As Jesus followers we are called into the Kingdom Life. This blog will help us converse and learn what that means. It will contain thoughts on Scripture, Sermon Reflection, Leadership Training and interesting reads. -Pastor Jeff

Wednesday, May 24, 2017

Day 20: Episode 2 - Beyond the Rules to Relationship

Episode 2:  Exodus 19 – Deuteronomy
Now on the backside of oppression and at that cusp of a New Story, God delivers the terms of the Covenant, establishing for the people this people, this new nation of Israel, made up of 12 tribes, the call to obedience.  It’s the establishment of the Law of Moses.  Stop right there.  I know what you are thinking.  Really?  When God speaks, he immediately establishes a rule book?  Careful…how you interpret this move will have serious implications in your journey of faith.  The Law of Moses isn’t a set of random and arbitrary rules.  It’s the Blueprint for Difference!  God had called this people out from the rest of the nations to give witness to what it means to live as the redeemed of God.

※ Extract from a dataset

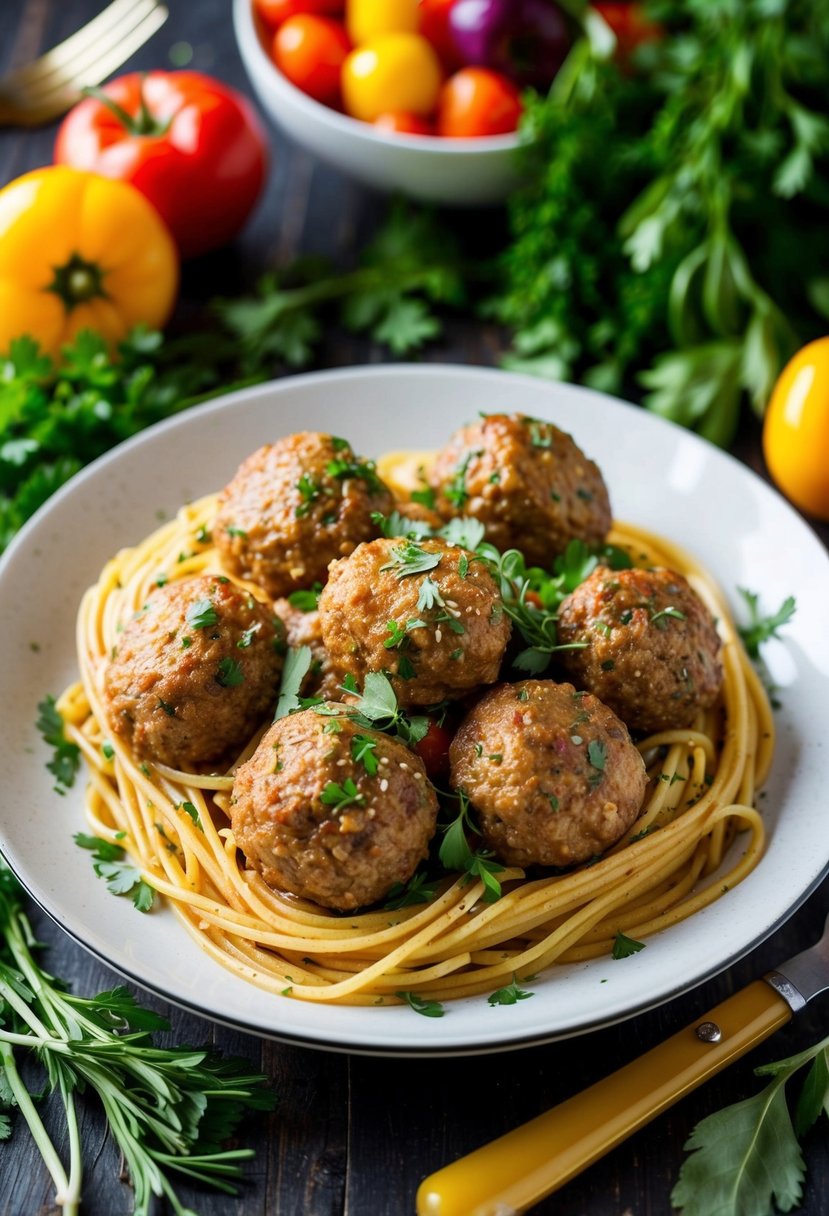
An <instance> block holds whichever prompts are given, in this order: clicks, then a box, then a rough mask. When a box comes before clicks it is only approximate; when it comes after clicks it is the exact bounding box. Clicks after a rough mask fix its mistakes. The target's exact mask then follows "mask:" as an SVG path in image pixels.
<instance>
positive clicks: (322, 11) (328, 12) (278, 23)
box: [253, 0, 345, 29]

Over the course of Exodus and Leviticus we follow this Blueprint.  It covers the Big 10 that many of us are familiar with.  However, these 10 must be understood within the broader story of redemption.  These weren’t “good guidelines to live by.”  These were the mandate for a Covenant of Relationship.  We are to live sold out to the One True God.  We are to care for one another “to be our brother’s keeper.”  This Law extends beyond the Big 10.  It extends into every area of the life of the people of God.  Nothing is to be kept as their own.  They are to yield their desire to master their own destinies or determine their actions, attitudes, and ambitions.  This Law touches on the collective whole of life, spiritual, physical health, dietary, relational, justice, community, forgiveness, appropriateness, and ultimately their redemption.  This story speaks to lives lived out in full submission to God.  Leviticus can feel dry, however, as a Blueprint it’s amazing to see the kind of difference the “holy people of God” are to be in comparison to their neighbors.  This difference isn’t to flaunt self-righteousness but as a foretaste of an entire world redeemed.

The books of Exodus, Leviticus, Numbers, and Deuteronomy, paint the picture of the beginnings of this Covenantal relationship.  A collection of stories from different times and different traditions paint the picture of a God that had called this people into something special...into a relationship like none other.  And yet we also follow a brutally honest journey, a journey of God’s commands and Israel’s failure...of God’s patience and Israel’s obstinacy.  God says, “Make no graven images” and Israel molds a Golden Calf so that it might have something certain and touchable to worship.  God makes a promise of provision, a land to call their own, but in the face of opposition and uncertainty they fearfully choose to forgo the promise choosing to manage their own security instead of placing their lives in the hands of God.   It becomes the story of 40 long years.  40 long years left wandering in the desert...40 years of learning that God can and will stay true to His Word, even when the fickleness of humanity pervades our relationship with Him.  It’s a story that leads us to an epic set of speeches from Moses in Deuteronomy and his impending death.  Stuck in the desert, what would God’s next move be?  What would their next move be?

As their story unfolds, they also come to terms with their origin.  Their life in God didn’t happen in a vacuum but began before they had been delivered.  Their lives were the outflow of God’s promises to their forefathers...the elect of God’s grace.  It would be through their patriarchs that God had conceived of this promise.  God had chosen their father Abraham from the Land of Haran and promised him land, descendants, and God’s ongoing presence.  Abraham, this father of faith, whose promise comes in the face of impossibility, too old to conceive and his wife Sarah was without children.  But in the barrenness and desert moments of human experience God brings forth a gift.  This gift is Isaac, the one to whom this blessing is passed.  From Isaac to Jacob, a deceiver and trickster, who will ultimately run out or places to run.  He would be forced to face his broken past and come to terms with his uncertain future.  Wrestling through the night with God, he was wounded and blessed.  It would be from this man that the people would get their name.  Before they were Israel, Jacob’s name would be changed to Israel.  The meaning, “The one that strives with God and prevails.”  Jacob would bear 12 sons, but it would the unfortunate story of his favorite son Joseph that would serve as the important connection with the people of Israel.  It was a life of tragedy, of being sold into slavery, but also of God’s faithfulness, rising to prominence in the land of Egypt that would save the life of his family and serve as the connecting point of how this people eventually became slaves for 400 years.

Jumping back into Luke...
I want to invite you to take some time working through this chapter today.  Jesus is speaking ALOT about the cost of following Him...who makes their way in and who is left out.  How does this affect you?  Where are you challenged?  Where do you find yourself standing in these stories?  Have you heeded the invitation to the Jesus party?  Have you counted the cost?  How do those two stories land side by side?  Party and Cost?